In this article, we'll begin to delve deeper into the conversation and ensure that all parties understand and acknowledge the next steps and action items that came from the meeting.
Let's use an external meeting with a potential customer or partner as an example.
Pre- Meeting Homework
For external meetings, whether via phone, web conference or face to face, ensure that you take the time to further research your contact(s) and gather the pertinent information needed to guide the conversation.
It's a good idea to visit their LinkedIn Page, website and any other areas of interest that could provide great intel, depending on your industry.

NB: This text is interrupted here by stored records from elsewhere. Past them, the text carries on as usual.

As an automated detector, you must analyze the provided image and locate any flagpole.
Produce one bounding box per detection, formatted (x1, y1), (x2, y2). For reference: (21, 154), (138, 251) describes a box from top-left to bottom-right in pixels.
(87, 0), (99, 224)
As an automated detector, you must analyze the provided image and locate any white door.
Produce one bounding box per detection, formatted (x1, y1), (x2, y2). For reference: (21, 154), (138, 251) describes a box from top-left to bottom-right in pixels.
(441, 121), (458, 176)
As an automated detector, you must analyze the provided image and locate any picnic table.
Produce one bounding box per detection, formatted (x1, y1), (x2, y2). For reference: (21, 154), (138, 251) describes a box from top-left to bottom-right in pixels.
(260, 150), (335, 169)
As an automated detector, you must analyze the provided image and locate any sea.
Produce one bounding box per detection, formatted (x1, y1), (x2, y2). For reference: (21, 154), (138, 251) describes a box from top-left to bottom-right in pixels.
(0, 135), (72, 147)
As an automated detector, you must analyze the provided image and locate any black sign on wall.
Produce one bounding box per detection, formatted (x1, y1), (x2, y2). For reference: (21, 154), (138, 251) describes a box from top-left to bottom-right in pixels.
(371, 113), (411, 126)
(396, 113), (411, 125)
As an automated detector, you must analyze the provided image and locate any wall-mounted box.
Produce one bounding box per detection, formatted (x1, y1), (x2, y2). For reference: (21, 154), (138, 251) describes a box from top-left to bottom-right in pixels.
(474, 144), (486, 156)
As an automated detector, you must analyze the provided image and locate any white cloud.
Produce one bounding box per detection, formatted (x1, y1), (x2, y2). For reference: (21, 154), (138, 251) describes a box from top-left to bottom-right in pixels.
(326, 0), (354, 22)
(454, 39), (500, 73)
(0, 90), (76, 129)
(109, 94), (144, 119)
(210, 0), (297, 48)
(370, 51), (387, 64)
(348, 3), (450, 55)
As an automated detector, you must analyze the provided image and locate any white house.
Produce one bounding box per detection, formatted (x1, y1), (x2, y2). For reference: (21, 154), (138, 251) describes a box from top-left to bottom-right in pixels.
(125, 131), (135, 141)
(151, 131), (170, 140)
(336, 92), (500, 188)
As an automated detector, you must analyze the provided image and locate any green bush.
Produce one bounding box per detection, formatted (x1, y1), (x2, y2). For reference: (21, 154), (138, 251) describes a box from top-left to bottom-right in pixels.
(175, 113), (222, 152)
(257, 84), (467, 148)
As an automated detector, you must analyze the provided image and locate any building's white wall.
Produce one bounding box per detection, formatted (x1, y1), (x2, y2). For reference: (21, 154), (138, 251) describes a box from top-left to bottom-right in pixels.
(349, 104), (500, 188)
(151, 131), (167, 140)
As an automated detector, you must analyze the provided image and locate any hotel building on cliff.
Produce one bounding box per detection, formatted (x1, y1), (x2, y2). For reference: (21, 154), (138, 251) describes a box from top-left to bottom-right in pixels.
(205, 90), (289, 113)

There is nothing more off-putting than being in a meeting and having a salesperson ask me a ton of questions that they could have found on my company website or LinkedIn.
Time Waits for No One
Remember, your prospects are busy people and often have to run in and out of meetings in a flash. Ensure that you set the time and subject parameters for the meeting to ensure that the time is well used by all parties involved.
Congrats, your prospect actually showed up for your discovery call. But what can you do to ensure that you and your prospect get the most out of the discussion, and the prospect understands what is to take place in the next 15 minutes?
The Agenda was a great starting point, but...
A great meeting depends on what Sandler Training calls an up-front contract. If you’re not familiar with the term, an up-front contract is an agreement, made ahead of time, about what will take place during a meeting or discussion -- an agreement that clarifies what each person’s role in the conversation will be. In the inbound selling world, this contract unfolds in seconds.
As a quick example,
Hi [name], thanks again for taking the time to chat with me today. I know you're very busy and I value your time. Meetings tend to pop up in calendars at the last minute, so I just want to double-check and ensure that you are still free for the next 30 minutes.
Do you have a meeting after this one? So we have a hard stop at around 2:30 pm? Perfect, that should give us more than enough time to talk about your (list agenda items ie strategic initiatives and priorities).
By the end of the meeting, if you don’t feel like our services could solve your challenges, I’ll hang up and won’t bother you. But if you feel like they could potentially help, are you open to scheduling a follow-up call?”
Note: This is just a framework, make it your own to reflect your personality and your flow.